README FIRST

Jangan heran apabila dalam blog ini ada ide di sebuah posting yang bertentangan dengan posting yang lain. Semua posting ini ditulis oleh orang yang sama yaitu saya. Tetapi posting yang ditulis tahun 2013 ke depan ditulis oleh saya yang sudah tercerahkan oleh berbagai pengalaman hidup. Dari diliput oleh koran luar negeri, kehilangan teman yang tewas tertembak dalam kerusuhan Ambon 2011, sampai melancong ke belahan lain dunia ini, semuanya itu membentuk sebuah pemikiran yang berbeda dari sebelumnya.

17 November 2015

Teroris Lebih Baik Daripada Koruptor

Dewasa ini, setidaknya ada dua kejahatan tingkat kakap yang kerap menghantui negeri kita. Yang pertama adalah terorisme. Usaha pemerintah menekan kejahatan yang satu ini tidak main-main. Meski pemerintah masih mempunyai banyak PR untuk memberantas kejahatan terorganisir ini sampai ke akar-akarnya, usaha yang berwenang sampai saat ini bisa dibilang cukup berhasil, bahkan katanya sampai mendapat pujian dari dunia internasional.

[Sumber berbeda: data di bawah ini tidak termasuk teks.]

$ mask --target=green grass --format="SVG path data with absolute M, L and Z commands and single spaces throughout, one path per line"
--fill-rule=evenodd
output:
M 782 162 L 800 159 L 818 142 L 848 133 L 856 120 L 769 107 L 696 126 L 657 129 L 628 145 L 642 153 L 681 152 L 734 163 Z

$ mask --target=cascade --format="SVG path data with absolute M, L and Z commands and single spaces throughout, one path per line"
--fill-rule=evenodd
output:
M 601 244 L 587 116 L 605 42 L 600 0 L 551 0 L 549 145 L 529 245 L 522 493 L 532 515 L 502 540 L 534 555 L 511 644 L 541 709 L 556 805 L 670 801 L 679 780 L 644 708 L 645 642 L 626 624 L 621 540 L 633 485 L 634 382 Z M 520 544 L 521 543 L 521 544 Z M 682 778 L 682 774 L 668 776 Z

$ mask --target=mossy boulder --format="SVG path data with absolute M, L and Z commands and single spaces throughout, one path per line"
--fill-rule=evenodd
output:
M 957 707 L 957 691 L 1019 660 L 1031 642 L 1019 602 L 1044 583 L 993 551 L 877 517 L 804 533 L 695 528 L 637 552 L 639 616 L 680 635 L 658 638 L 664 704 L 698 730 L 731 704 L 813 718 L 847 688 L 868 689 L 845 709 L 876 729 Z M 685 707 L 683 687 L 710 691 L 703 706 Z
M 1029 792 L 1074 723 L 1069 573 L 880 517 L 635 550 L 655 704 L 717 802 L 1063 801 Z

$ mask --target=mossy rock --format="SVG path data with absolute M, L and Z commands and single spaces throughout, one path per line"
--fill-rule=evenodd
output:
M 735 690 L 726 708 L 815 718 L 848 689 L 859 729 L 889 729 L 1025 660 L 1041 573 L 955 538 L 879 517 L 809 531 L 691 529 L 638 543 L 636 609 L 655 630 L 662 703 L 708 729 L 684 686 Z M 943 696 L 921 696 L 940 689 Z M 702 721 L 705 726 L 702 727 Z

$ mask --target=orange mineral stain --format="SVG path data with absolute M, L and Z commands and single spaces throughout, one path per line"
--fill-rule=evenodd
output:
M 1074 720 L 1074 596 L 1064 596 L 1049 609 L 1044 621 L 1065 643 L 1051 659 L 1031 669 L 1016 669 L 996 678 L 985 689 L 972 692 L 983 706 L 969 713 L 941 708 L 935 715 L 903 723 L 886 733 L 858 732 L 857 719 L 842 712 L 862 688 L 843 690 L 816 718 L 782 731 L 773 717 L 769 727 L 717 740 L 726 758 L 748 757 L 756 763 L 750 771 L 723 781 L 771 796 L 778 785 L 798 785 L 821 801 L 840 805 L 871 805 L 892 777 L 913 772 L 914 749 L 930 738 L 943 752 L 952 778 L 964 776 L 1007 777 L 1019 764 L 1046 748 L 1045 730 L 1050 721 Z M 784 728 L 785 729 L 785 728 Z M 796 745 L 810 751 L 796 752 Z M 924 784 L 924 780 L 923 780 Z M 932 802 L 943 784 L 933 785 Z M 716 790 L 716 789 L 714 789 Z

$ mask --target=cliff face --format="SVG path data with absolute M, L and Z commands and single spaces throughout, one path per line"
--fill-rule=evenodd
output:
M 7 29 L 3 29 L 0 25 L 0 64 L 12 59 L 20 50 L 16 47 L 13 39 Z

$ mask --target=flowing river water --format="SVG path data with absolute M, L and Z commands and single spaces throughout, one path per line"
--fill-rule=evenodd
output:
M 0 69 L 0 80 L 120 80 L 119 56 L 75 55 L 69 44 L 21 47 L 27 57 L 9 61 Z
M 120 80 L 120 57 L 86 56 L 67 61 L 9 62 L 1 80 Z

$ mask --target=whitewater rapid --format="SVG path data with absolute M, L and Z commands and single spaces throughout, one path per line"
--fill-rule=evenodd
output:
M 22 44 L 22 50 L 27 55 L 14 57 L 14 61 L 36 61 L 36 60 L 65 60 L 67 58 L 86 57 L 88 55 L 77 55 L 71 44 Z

Kejahatan yang satu lagi adalah korupsi. Persoalan korupsi di negeri ini sudah sangat kronis dan usaha pembasmiannya pun masih terlihat setengah-setengah. Berbeda dengan para pelaku terorisme, para koruptor yang tertangkap tidak dihukum dengan keras. Mereka cuma dikurung selama 2-3 tahun di penjara yang nyaman. Jauh berbeda jika dibandingkan dengan Tiongkok yang telah berhasil menekan angka korupsi di negerinya. Negeri tirai bambu itu bahkan berani menjatuhkan hukuman mati para pelaku tindak korupsi.

Jika dibandingkan, para pelaku terorisme yang brutal itu masih sedikit lebih baik daripada koruptor. Setidaknya, para teroris memperjuangkan apa yang mereka percayai dan rela hidup tidak nyaman dan bahkan siap mati demi tujuannya itu. Sedangkan para koruptor adalah pengecut yang tidak mau ikut susah berkorban membangun negeri tapi malah memilih untuk mengisi kantong pribadi demi kebahagiaannya sendiri.

Selain itu, teroris juga sedikit lebih mulia karena hampir semua dari mereka mengakui perbuatannya, baik setelah maupun sebelum tertangkap. Beberapa saat setelah peledakan di suatu tempat biasnya diikuti dengan video pernyataan bertanggung jawab atas serangan tersebut. Para teroris pun bersedia menanggung konsekuensi hukum dari perbuatan mereka. Lain halnya dengan koruptor. Hampir semua dari mereka yang tertangkap, menyangkal melakukan korupsi. Lebih jauh, mereka berusaha dengan berbagai cara untuk berkelit dari hukum.

Lalu, jika teroris itu masih sedikit lebih baik dari koruptor, maka seharusnya hukuman untuk para koruptor pun tidak lebih ringan dari para teroris, yaitu maksimal hukuman mati. Justru hukuman mati ini akan lebih tepat jika dikenakan pada para koruptor dibanding pada teroris. Efeknya untuk teroris malah sangat berbahaya karena para teroris memanglah orang-orang yang telah siap berkorban nyawa demi misi yang mereka percayai suci itu. Kita semua telah melihat buktinya ketika jasad para teroris terhukum mati hendak dimakamkan, mereka diarak rakyat bagai seorang pahlawan perang.

Namun, efek yang berbeda pastinya akan terjadi apabila hukuman mati dijatuhkan pada para pelaku tindak korupsi. Mereka sama sekali tidak siap mati sehingga takut akan hukuman perenggut nyawa tersebut. Dengan demikian, ancaman hukuman mati bersifat sangat mendidik khususnya bagi mereka yang hendak melakukan tindak korupsi.

Wacana penerapan hukuman mati pasti akan berhadapan dengan alasan HAM. Namun, marilah kita memakai pendakatan yang sedikit pragmatis. Tiongkok telah membuktikan bahwa hukuman mati bisa menekan jumlah tindak korupsi. Jadi, kalau memang benar-benar serius ingin memberantas korupsi, lakukanlah cara yang telah terbukti bekerja.

Sekali lagi di sini saya sama sekali tidak membela teroris. Baik teroris maupun koruptor sama-sama buruk. Tapi jika saya harus memilih mana yang sedikit lebih baik, makanya saya akan pilih teroris untuk alasan-alasan yang telah disebutkan dalam artikel ini.